Thursday, February 12, 2009

Baseball is us, ain't it?


Good question, Matt. How to fix major league baseball. Hmmmm…. I’m interested in what the readers will have to say. Until they weigh in, allow a stab at it from this keyboard…

Start by fixing little league baseball. Two observations here – Old men who want to take a little batting practice (ok, a lot of batting practice) in mid-July have absolutely no competition for any field in town. They never, absolutely never, run into a gang of kids playing scrub or Indian ball or even just playing catch. Once in a while a father coaches his son on one of the available fields. It is sad to see – or not to see. Empty ballfields are everywhere.

The only real competition for fields is Big League Little League.

Big League Little League looks like a lot of work and not much fun. Every teaching tool in the Baseball Express catalogue is employed on the field. Harried kids run from station to station imitating Tom Emanski’s rotational swing. The stakes look pretty high.

As kids, the old men played from breakfast to dinner with no supervision. They got fifty at-bats a day, played thirty innings, peered over shoulders at Playboy centerfolds, drank a lot of Nehi Orange, shouted dibs on which major leaguer they wanted to be that day, and fell head over heels in love with the game, and a Playboy bunny or two.

Some of the college players I meet today are already burned out.

So, start with Big League Little League.

The problem is that baseball has always reflected what was happening in America at the time. Today it reflects a brand of joyless ruthlessness, aggressive acquisitiveness, and nearly complete disdain for either the rules or the idea of fairness.
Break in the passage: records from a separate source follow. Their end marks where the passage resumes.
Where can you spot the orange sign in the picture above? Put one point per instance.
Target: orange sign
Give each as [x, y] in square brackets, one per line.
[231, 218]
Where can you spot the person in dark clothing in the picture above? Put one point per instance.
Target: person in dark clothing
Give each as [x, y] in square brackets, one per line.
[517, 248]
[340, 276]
Now, that’s an unhappy mouthful, but it rings true. These are precisely the elements of our current flirtation with economic disaster.
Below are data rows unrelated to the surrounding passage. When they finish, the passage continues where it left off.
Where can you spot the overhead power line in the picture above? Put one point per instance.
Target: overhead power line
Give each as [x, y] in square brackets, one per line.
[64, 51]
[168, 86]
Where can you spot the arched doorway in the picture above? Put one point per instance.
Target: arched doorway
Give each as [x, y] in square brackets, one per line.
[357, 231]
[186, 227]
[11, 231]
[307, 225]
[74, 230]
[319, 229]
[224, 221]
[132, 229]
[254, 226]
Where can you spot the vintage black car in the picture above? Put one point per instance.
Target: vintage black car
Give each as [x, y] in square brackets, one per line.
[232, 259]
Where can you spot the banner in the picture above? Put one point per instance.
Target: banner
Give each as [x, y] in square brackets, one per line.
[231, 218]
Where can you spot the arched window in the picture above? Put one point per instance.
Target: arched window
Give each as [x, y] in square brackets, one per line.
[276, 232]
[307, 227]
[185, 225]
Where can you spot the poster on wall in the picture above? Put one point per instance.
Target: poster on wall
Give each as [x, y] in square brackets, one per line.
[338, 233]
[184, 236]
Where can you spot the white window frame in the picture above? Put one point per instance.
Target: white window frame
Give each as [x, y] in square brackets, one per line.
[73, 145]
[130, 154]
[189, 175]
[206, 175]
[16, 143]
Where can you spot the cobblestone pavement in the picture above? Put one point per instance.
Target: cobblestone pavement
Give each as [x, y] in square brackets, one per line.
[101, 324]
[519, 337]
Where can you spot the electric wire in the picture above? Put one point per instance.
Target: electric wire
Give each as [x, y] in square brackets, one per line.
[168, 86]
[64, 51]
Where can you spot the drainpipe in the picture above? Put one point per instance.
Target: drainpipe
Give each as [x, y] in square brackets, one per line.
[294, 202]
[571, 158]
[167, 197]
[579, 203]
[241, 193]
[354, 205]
The distinction here is between a person willing to risk drugs just to be able to play the game and a person who was already probably the best athlete the game had ever seen who just wanted, apparently, to actually be worth $245 million -- or more, later -- and by any means necessary. It was clearly about money, greed, and fame. It wasn't about the game. That's where we're at in America and that's where we've been in baseball.

Maybe we can lure my buddy Walk22 to unload on this. Or some of the other deep thinkers we know.

And, maybe Henry will chime in on this later. It would be interesting to get his perspective. The literature of baseball also provides a mirror on American life. Much of the literature pits greed against the game. This theme is not new.